Brener deemed the studies, respectively, “mechanistic” and “administrative” in nature. “They are obviously in contradiction, but maybe as not as much as it appears,” he said. “The mechanistic study suggests that there is growth of plaque, but that doesn’t necessarily mean that there is actually a problem because the arteries can accommodate excess plaque.”
But given the lack of any randomized data and the “large” gap in baseline differences in the study by Cheetham et al, the issue of the appropriateness and safety of testosterone therapy in these men remains “unsettled,” according to Brener. “There is great concern that testosterone replacement therapy may not be good both because of the mechanistic study and the way that testosterone works. I don’t think the study from Kaiser really helps to alleviate that.”
An interesting finding from the Cheetham et al study, however, is that it “appears to be safe” to give testosterone to people with prior clinical cardiovascular disease, Brener said. “This is an important observation.”
In an editorial accompanying the studies as well as three others on the topic of testosterone use and various health outcomes, David Handelsman, MBBS, PhD (University of Sydney and Concord Hospital, Australia), said the current evidence points to “dimmed and disappointed if not yet finally dashed” hopes for testosterone treatment in older men.
“Overall, the findings from subtrials of the TTrials do not materially change the unfavorable balance of safety and efficacy to initiate testosterone treatment for age-related hypogonadism,” he writes. “For physicians prescribing off-label testosterone, these cardiovascular findings make it incumbent to strengthen warnings of adverse cardiovascular risk.”

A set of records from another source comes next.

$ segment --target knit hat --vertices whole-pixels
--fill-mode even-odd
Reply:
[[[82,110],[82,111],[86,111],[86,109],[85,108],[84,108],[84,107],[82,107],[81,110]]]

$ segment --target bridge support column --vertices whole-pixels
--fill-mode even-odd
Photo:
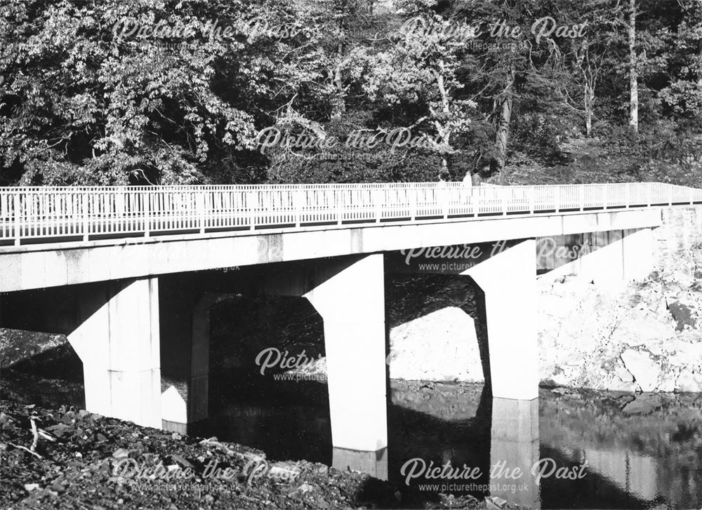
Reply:
[[[529,239],[463,273],[485,294],[494,397],[538,397],[536,243]]]
[[[331,441],[377,452],[388,445],[383,257],[334,269],[305,294],[324,321]]]
[[[624,279],[628,281],[644,280],[654,267],[653,229],[627,231],[624,234]]]
[[[490,485],[495,488],[491,495],[526,508],[541,508],[539,481],[531,472],[539,460],[538,441],[538,398],[493,398]]]
[[[83,361],[86,409],[160,428],[158,281],[112,282],[79,302],[68,340]]]
[[[181,287],[164,282],[168,295],[161,300],[161,417],[164,430],[192,434],[208,415],[210,308],[217,295],[205,294],[193,303],[194,291]]]

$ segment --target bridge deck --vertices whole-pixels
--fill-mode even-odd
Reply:
[[[0,250],[25,243],[395,222],[467,221],[702,203],[661,183],[470,187],[462,182],[0,188]]]

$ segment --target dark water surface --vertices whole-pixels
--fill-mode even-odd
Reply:
[[[270,384],[255,398],[242,389],[213,402],[201,431],[271,458],[354,463],[353,452],[331,448],[325,385]],[[482,385],[392,387],[387,451],[359,454],[355,463],[428,500],[444,492],[543,509],[702,506],[702,395],[633,402],[628,394],[544,389],[538,400],[518,401],[487,398]],[[446,463],[453,469],[434,478],[423,469]]]

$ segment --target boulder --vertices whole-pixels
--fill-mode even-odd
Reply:
[[[676,386],[681,393],[702,392],[702,375],[683,370],[677,378]]]
[[[473,319],[449,307],[390,330],[390,379],[484,382]]]
[[[658,387],[661,367],[646,352],[628,349],[621,354],[624,366],[634,376],[642,391],[653,391]]]

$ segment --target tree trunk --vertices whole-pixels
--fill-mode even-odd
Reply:
[[[636,0],[629,0],[629,125],[639,132],[639,75],[636,58]]]
[[[341,66],[342,64],[336,66],[332,79],[334,85],[334,94],[331,100],[332,119],[340,119],[346,112],[346,98],[344,95],[343,81],[341,79]]]
[[[592,133],[592,110],[595,108],[595,87],[585,83],[585,134],[588,138]]]
[[[510,139],[510,123],[512,121],[512,87],[515,84],[515,68],[507,73],[505,90],[500,98],[497,129],[495,135],[495,148],[497,156],[491,165],[493,173],[498,173],[498,182],[505,183],[505,164],[507,162],[507,149]]]

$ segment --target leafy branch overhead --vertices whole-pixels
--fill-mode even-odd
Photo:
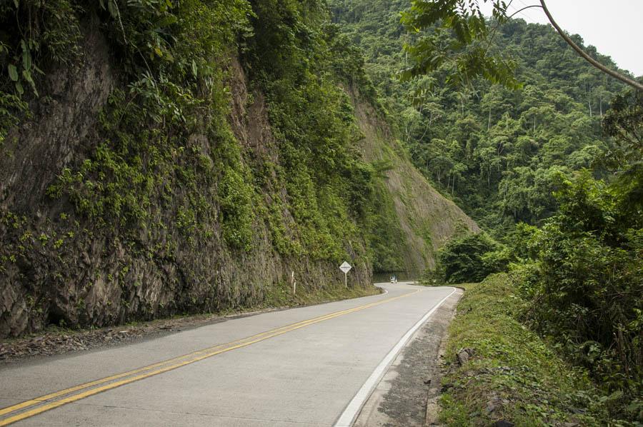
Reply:
[[[445,83],[452,87],[468,86],[479,76],[509,88],[520,87],[514,75],[515,63],[491,49],[497,26],[508,19],[507,7],[504,1],[494,2],[496,26],[490,29],[476,1],[413,0],[411,9],[402,14],[402,24],[417,34],[429,29],[436,31],[404,46],[413,64],[402,73],[403,79],[443,71]]]
[[[477,77],[510,89],[520,87],[514,75],[515,64],[490,46],[498,27],[517,13],[534,7],[542,9],[559,35],[587,62],[602,72],[639,90],[643,84],[622,73],[611,69],[592,58],[579,46],[558,25],[547,9],[544,0],[540,4],[527,6],[512,15],[507,9],[512,1],[482,0],[493,9],[492,20],[487,21],[480,8],[481,0],[412,0],[411,9],[402,14],[402,22],[412,33],[434,29],[432,34],[424,34],[412,44],[405,46],[413,65],[402,74],[405,79],[442,71],[445,83],[454,86],[467,86]],[[440,31],[452,34],[450,42],[444,44]]]

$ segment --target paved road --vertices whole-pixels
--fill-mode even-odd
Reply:
[[[453,291],[383,287],[0,368],[0,426],[349,423],[400,340]]]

Still, Handelsman acknowledges that “testosterone misuse will not simply disappear for lack of logic or evidence as none was needed to get it started,” and stresses the importance of education efforts from professional societies.

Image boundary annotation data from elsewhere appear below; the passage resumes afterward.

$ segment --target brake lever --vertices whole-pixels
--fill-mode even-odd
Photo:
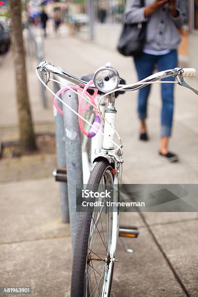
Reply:
[[[198,95],[198,91],[196,89],[193,88],[193,87],[191,86],[189,84],[186,82],[183,79],[183,76],[182,74],[178,74],[176,76],[176,80],[179,84],[180,85],[182,85],[187,89],[189,89],[191,91],[193,91],[196,94]]]
[[[46,85],[48,85],[48,83],[50,82],[50,73],[49,71],[46,71],[45,74],[46,76]],[[46,90],[46,87],[45,87],[45,89]]]

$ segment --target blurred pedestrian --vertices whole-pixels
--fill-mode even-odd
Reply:
[[[41,14],[40,18],[41,28],[43,29],[44,32],[44,36],[47,37],[46,26],[47,22],[48,20],[48,15],[45,12],[44,9],[43,9],[43,11]]]
[[[186,16],[185,0],[128,0],[124,13],[125,23],[146,22],[146,38],[143,53],[134,59],[138,80],[151,75],[156,66],[159,71],[177,67],[177,49],[181,41],[178,29]],[[163,80],[174,81],[173,78]],[[146,123],[149,84],[140,89],[138,114],[140,121],[140,139],[148,139]],[[159,154],[170,162],[178,161],[168,148],[173,121],[174,84],[161,85],[162,107]]]
[[[60,16],[60,12],[56,10],[54,13],[54,28],[55,32],[56,33],[58,30],[60,25],[61,24],[61,19]]]

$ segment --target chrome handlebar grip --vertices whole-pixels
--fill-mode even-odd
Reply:
[[[60,76],[61,77],[71,82],[79,85],[82,87],[84,87],[87,83],[87,82],[82,81],[82,80],[81,80],[74,76],[73,75],[71,75],[71,74],[70,74],[68,72],[63,71],[61,69],[55,67],[52,65],[51,63],[46,61],[41,62],[38,67],[37,67],[37,69],[40,70],[41,71],[45,71],[47,74],[48,73],[48,74],[50,73],[53,73],[54,74]],[[197,90],[191,87],[184,82],[182,75],[183,73],[184,69],[182,67],[177,67],[174,69],[171,69],[165,70],[164,71],[157,72],[157,73],[154,73],[154,74],[146,78],[144,80],[137,82],[136,83],[134,84],[133,86],[132,87],[128,87],[122,89],[122,91],[133,91],[134,90],[138,90],[138,89],[144,87],[146,85],[148,85],[148,84],[149,82],[150,82],[159,81],[159,80],[167,77],[176,77],[178,83],[179,84],[190,89],[194,92],[197,95],[198,95],[198,91]],[[48,81],[48,80],[47,81]],[[140,83],[141,82],[148,82],[148,83],[147,84],[147,83],[141,84]],[[118,87],[119,88],[119,87],[121,87],[123,86],[124,86],[123,85],[119,84],[118,85]],[[89,86],[89,89],[91,89],[92,90],[97,89],[94,84],[93,84]]]
[[[154,73],[152,75],[150,75],[148,77],[146,78],[144,80],[140,81],[136,84],[135,84],[132,87],[129,87],[126,88],[126,89],[122,89],[122,91],[134,91],[134,90],[138,90],[141,88],[143,88],[146,85],[149,84],[141,84],[140,82],[156,82],[166,77],[176,77],[178,75],[181,75],[182,73],[183,68],[175,68],[174,69],[171,69],[164,71],[161,71],[160,72],[157,72]]]

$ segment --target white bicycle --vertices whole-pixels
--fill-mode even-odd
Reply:
[[[80,94],[73,86],[66,86],[77,93],[80,98],[88,101],[88,105],[84,109],[85,115],[82,116],[82,113],[72,110],[55,94],[37,73],[42,83],[55,99],[60,100],[87,125],[91,126],[90,131],[86,132],[82,139],[83,173],[84,182],[87,184],[87,193],[97,193],[97,196],[91,195],[84,199],[89,207],[80,214],[73,254],[71,296],[108,297],[110,295],[114,266],[116,261],[118,238],[119,236],[135,237],[138,234],[135,228],[120,226],[118,207],[114,206],[113,210],[109,207],[112,202],[116,202],[114,205],[118,205],[116,202],[119,201],[119,184],[123,162],[122,142],[115,130],[117,112],[115,94],[137,90],[150,83],[170,83],[187,87],[198,95],[198,91],[187,84],[183,79],[184,77],[195,76],[196,70],[175,68],[126,85],[120,83],[117,71],[110,63],[96,70],[93,76],[84,77],[83,79],[75,77],[49,62],[41,62],[37,69],[46,72],[48,82],[51,80],[50,73],[51,73],[84,88],[82,93]],[[176,81],[159,81],[169,77],[175,77]],[[94,99],[88,92],[91,96],[95,94]],[[86,127],[82,129],[84,132]],[[118,144],[115,141],[115,134]],[[106,191],[111,192],[110,197],[100,195]],[[94,203],[95,202],[97,203]]]

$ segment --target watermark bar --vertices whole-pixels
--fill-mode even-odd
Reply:
[[[0,287],[0,294],[10,295],[31,294],[32,288],[30,287]]]
[[[77,212],[197,212],[198,184],[131,184],[83,185],[77,189]],[[93,189],[97,190],[93,191]]]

In his actual practice, however, Brener said he sees “very few” patients using testosterone. “It’s more of a curiosity than an actual acute problem that needs to be addressed,” he said.
Budoff MJ, Ellenberg SS, Lewis CE, et al. Testosterone treatment and coronary artery plaque volume in older men with low testosterone. JAMA. 2017;317:708-716.
Cheetham TC, An J, Jacobsen SJ, et al. Association of testosterone replacement with cardiovascular outcomes among men with androgen deficiency. JAMA Intern Med. 2017;Epub ahead of print.
Handlesman DJ. Testosterone and male aging: faltering hope for rejuvenation. JAMA. 2017;317:699-701.
- Snyder reports serving as a consultant to Watson Laboratories.
- Cheetham and Brener report no relevant conflicts of interest.
- Handlesman reports receiving grants from Lawley Pharmaceuticals and Besins Healthcare and serving as a medical expert in testosterone litigation.